OKX Australia CEO Kate Cooper reported that institutions still deny banking services to crypto businesses and prevent transfers to crypto exchanges. She noted that while adoption rates in Australia exceed 30%, banking friction creates frustration among customers. Binance users can buy and sell crypto using credit or debit cards but cannot deposit or withdraw Australian dollars via bank transfer, reflecting what Poblocki described as a broader industry challenge.

Why Banking Restrictions Matter For Crypto Market Growth

These banking limitations create direct consequences for Australian crypto market development and user experience. Cooper explained that exchanges regularly receive phone calls from customers asking which banks will allow crypto transactions and what their options are. The restrictions force users to search for alternative banking partners or payment methods.

SmartCompany reports that some crypto businesses and their employees face debanking, where banks close accounts and refuse access to services for individuals flagged as possible risks. Kraken's general manager for Australia, Jonathon Miller, told the publication that this creates concentration risks since local exchanges and startups often have only a limited set of banks willing to work with them.
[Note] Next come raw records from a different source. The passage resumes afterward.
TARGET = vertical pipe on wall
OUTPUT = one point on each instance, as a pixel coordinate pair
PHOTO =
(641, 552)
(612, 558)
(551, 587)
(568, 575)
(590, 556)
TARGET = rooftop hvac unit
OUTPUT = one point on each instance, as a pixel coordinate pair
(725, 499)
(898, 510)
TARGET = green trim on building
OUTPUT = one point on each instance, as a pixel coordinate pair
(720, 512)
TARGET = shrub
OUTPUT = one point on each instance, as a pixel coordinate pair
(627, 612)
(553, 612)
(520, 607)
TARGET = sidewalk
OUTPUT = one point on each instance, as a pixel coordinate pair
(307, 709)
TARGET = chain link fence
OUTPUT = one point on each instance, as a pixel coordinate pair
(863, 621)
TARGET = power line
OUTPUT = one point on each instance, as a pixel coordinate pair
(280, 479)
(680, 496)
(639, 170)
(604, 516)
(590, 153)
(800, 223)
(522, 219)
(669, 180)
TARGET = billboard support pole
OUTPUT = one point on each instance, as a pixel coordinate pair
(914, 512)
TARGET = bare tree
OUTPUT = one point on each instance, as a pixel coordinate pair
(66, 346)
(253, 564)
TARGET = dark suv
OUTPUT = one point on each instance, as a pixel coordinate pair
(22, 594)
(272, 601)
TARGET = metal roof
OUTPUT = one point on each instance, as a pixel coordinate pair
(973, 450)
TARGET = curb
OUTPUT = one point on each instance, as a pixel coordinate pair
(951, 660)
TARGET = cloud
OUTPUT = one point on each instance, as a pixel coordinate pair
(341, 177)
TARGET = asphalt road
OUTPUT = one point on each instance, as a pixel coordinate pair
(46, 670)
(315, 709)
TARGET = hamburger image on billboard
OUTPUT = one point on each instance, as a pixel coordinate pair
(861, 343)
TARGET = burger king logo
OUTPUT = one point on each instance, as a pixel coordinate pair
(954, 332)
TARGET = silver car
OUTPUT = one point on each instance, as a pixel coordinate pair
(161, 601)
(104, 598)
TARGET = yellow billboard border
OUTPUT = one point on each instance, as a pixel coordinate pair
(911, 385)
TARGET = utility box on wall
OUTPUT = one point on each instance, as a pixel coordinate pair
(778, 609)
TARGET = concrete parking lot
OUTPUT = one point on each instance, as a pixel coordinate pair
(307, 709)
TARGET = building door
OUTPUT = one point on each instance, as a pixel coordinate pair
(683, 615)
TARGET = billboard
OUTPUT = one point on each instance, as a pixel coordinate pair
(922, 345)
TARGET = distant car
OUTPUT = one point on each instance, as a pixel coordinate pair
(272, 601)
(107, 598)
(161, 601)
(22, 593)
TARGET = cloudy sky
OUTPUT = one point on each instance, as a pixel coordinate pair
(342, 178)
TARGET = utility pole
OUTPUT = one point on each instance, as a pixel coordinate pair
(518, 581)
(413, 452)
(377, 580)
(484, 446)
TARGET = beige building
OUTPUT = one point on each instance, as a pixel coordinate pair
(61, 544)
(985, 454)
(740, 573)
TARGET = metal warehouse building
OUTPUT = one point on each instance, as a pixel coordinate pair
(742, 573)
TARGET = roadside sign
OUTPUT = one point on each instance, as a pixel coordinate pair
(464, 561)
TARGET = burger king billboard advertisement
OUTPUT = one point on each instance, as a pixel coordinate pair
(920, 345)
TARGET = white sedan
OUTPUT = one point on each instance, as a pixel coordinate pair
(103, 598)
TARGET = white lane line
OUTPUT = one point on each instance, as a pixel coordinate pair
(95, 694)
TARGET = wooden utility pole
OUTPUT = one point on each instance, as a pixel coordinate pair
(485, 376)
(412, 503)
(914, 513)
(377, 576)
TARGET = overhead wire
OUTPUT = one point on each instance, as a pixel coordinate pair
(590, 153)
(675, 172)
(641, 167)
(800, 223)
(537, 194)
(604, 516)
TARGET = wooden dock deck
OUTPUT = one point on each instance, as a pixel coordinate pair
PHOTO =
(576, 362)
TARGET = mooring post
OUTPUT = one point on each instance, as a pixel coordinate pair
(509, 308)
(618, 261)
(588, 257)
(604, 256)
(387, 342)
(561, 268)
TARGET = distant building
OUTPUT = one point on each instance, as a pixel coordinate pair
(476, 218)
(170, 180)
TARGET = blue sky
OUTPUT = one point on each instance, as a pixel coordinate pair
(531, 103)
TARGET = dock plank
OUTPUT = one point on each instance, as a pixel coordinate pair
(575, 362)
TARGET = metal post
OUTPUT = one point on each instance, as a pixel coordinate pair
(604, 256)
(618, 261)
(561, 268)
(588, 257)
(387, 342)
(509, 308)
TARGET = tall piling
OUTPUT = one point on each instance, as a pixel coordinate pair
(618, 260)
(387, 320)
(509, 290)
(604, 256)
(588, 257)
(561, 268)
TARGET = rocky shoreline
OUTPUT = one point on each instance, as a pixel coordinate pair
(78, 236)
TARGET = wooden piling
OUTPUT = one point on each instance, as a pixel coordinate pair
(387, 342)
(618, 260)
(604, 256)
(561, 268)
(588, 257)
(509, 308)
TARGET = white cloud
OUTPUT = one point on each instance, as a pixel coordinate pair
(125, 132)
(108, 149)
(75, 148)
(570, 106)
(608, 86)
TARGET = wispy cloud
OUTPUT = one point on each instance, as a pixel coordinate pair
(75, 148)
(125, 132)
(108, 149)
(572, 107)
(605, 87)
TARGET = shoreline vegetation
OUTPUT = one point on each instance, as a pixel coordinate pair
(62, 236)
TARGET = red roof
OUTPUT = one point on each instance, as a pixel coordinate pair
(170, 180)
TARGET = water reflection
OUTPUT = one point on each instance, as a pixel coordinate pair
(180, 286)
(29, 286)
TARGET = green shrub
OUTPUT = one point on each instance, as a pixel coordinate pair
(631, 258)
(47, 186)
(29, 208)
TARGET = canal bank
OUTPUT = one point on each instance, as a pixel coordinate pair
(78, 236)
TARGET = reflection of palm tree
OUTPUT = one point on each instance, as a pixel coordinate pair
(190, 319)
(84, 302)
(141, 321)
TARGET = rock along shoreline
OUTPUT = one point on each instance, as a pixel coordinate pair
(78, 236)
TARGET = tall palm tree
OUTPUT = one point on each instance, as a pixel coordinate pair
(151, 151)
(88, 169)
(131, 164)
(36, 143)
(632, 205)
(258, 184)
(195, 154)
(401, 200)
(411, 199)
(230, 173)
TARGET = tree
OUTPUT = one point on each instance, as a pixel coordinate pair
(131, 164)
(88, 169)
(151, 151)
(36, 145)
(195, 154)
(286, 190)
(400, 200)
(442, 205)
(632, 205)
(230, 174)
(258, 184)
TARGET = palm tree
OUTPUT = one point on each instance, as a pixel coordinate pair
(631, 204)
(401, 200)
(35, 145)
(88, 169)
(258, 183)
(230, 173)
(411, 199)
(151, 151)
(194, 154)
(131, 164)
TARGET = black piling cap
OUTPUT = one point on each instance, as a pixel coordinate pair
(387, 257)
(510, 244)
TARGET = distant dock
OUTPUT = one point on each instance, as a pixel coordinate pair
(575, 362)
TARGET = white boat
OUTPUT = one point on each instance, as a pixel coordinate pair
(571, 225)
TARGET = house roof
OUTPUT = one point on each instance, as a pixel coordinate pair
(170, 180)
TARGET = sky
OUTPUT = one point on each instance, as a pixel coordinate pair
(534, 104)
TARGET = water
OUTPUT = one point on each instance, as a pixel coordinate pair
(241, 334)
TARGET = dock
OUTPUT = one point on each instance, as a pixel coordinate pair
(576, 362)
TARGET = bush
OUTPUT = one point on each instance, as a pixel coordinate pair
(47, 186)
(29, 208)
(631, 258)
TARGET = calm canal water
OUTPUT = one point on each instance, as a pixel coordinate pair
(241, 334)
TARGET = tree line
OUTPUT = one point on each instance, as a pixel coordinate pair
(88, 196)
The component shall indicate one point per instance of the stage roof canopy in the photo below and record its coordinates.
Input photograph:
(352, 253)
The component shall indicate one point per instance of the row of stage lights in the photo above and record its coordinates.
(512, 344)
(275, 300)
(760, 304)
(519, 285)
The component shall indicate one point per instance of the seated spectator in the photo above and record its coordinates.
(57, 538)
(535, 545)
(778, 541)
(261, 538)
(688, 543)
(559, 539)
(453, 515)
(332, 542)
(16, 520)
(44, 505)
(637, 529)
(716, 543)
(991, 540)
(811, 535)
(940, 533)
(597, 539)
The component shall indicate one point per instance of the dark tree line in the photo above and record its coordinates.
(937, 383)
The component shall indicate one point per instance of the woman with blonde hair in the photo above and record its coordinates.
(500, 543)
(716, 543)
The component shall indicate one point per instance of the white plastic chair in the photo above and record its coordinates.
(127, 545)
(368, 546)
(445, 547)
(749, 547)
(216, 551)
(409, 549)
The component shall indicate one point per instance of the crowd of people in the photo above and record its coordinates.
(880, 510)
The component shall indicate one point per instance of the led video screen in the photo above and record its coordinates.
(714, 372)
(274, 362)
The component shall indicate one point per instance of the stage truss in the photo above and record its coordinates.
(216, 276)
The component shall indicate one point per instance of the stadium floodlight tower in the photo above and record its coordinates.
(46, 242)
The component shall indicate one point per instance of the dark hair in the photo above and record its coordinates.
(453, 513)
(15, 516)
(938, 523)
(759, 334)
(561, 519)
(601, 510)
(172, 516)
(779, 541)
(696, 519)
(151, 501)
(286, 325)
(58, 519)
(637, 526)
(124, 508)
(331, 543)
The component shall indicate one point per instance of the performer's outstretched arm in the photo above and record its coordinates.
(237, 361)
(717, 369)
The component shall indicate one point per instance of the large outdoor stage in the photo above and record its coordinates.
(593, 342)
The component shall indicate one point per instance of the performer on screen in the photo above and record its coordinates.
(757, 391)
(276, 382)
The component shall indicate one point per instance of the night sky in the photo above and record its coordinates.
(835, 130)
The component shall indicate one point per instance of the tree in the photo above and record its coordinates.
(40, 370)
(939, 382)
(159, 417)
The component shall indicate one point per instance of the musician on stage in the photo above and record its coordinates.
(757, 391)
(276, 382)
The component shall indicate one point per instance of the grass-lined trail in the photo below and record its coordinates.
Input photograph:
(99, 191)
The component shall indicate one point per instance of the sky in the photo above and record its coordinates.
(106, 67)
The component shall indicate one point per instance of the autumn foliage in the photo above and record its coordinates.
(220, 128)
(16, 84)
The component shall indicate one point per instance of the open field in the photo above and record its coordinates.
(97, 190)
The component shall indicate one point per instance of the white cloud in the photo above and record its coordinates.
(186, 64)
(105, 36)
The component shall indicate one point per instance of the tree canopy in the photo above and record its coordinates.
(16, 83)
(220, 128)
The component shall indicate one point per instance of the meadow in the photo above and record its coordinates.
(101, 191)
The banking barriers have persisted despite regulatory progress for crypto in Australia. Crypto exchanges were brought under Anti-Money Laundering laws in 2018, requiring registration with AUSTRAC. The country launched its first Bitcoin exchange-traded fund in June 2024, followed by an Ethereum ETF in October 2024. We recently reported that institutional adoption has accelerated throughout 2025, with major financial players expanding cryptocurrency product offerings.

Industry Implications And Regulatory Solutions

The banking restrictions reflect broader tensions between traditional financial institutions and the growing cryptocurrency sector. Miller described the situation as highlighting why crypto exists in the first place, noting that if intermediaries can unilaterally cut access to basic financial services, then the financial system itself has fundamental issues. The restrictions risk driving activity offshore to less regulated venues.

Industry executives believe clear legislation could resolve these issues. Cooper pointed to draft legislation that could be released by the end of the month, explaining that proper regulation will help distinguish good actors from bad actors and give banks better guidance on who operates within the regulated financial services industry. Cointelegraph reports that Australia's government under the Labor Party has proposed a new crypto framework regulating exchanges and addressing debanking ahead of the federal election.

The proposed regulations would require crypto exchanges and platforms to meet the same basic governance standards as other financial service providers. This includes minimum capital requirements to help prevent collapses like FTX, which left Australian investors stranded when the platform collapsed in 2022. AUSTRAC released updated guidance in March stating that banks are not mandated to have blanket bans on crypto. Miller said clear legislation and regulatory guidance are essential to deal with debanking, calling for a more nuanced approach to due diligence that distinguishes between bad actors and legitimate businesses building responsibly.